Può capitare, infatti, che il debitore, allo scopo di proteggere il proprio patrimonio dall'aggressione dei creditori, si liberi dei propri beni attraverso un atto di donazione.

A norma dell'art. 2901 c.c., il creditore, in tal caso, può chiedere che l'atto (o gli atti) di donazione vengano dichiarati inefficaci nei suoi confronti. A tal fine, egli deve dimostrare che il donante fosse a conoscenza del pregiudizio che l'atto potesse arrecare alle proprie ragioni. (Vedi anche: L'azione Revocatoria Ordinaria. Guida con fac-simile)

Azione pauliana: presupposti, effetti e prescrizione

Devono, pertanto, ricorrere i seguenti due presupposti: la consapevolezza di arrecare un pregiudizio al creditore (c.d. consilium fraudis) e l'insorgere di un effettivo danno (eventus damni), cioè l'impossibilità di rivalersi in maniera soddisfacente sugli altri beni del debitore.

La donazione può essere soggetta ad azione revocatoria (conosciuta anche come azione pauliana) anche nel caso in cui essa sia stata compiuta precedentemente alla nascita del debito: in tal caso, però, il creditore deve dimostrare che la liberalità fosse dolosamente preordinata a pregiudicare il soddisfacimento del credito.

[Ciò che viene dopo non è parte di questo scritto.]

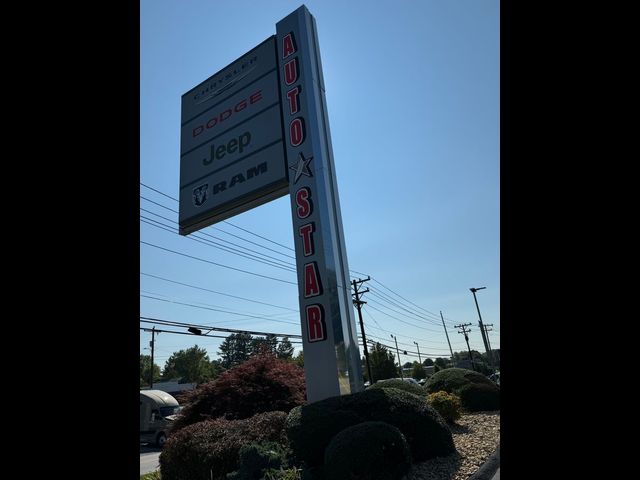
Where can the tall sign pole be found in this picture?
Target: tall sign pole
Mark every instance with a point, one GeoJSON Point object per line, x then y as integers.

Va evidenziato che l'accoglimento dell'azione revocatoria non produce alcun effetto sulla validità dell'atto di donazione, ma permette al creditore di agire sul bene in via conservativa o esecutiva, come se non fosse mai uscito dal patrimonio del debitore.

L'azione revocatoria si prescrive in cinque anni dal compimento dell'atto (art. 2903 c.c.).